A Thermodynamics of Teams: Towards a Robust Computational Model of Autonomous Teams

One of the great puzzles in social science is the failure of rational models of teamwork, a rising concern for Artificial Intelligence researchers. Social learning theory (i.e., rewards and punishments; associations; modelling) works partially with individuals, but not with teams. These theories of methodological individualism, including, but not limited to, game theory, have also failed to advance the field of economics. To address interdependence, the phenomenon central to teamwork, we explain why game theory, the first to study interdependence mathematically, has failed. As an alternative, we offer a non-rational theory composed at this time of three parts: quantum mathematics for interdependence (e.g., interference); biology for population effects; and min-max entropy production as a metric of good and unsatisfactory team performance for humans or artificial agents (with min entropy production as LEP, and maximum entropy production as MEP).

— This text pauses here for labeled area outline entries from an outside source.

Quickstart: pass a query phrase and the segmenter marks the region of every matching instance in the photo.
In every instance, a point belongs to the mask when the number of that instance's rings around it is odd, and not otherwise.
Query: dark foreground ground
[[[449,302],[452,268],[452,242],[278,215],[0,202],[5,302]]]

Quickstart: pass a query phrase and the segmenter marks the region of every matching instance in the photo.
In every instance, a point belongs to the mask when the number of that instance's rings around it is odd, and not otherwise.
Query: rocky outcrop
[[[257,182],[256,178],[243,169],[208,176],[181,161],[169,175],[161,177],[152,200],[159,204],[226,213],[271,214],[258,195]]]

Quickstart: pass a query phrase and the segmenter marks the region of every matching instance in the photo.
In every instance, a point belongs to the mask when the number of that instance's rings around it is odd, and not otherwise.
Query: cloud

We report on three mathematical breakthroughs: First, that the interdependence between an individual’s observations and actions, once measured, breaks the link known as intuition, leading to the measurement problem of incompleteness, accounting for the failure of survey instruments to predict human action; second, that at the team and larger levels of analyses, the ill-effects on min-max entropy production of consensus-seeking rules and authoritarian leadership serve to suppress the search for solutions to the problems that teams work to solve; and third, as a speculation to integrate group decision-making and a team’s emotions: with LEP as a team’s ground state versus a team with internal conflict at an elevated LEP state.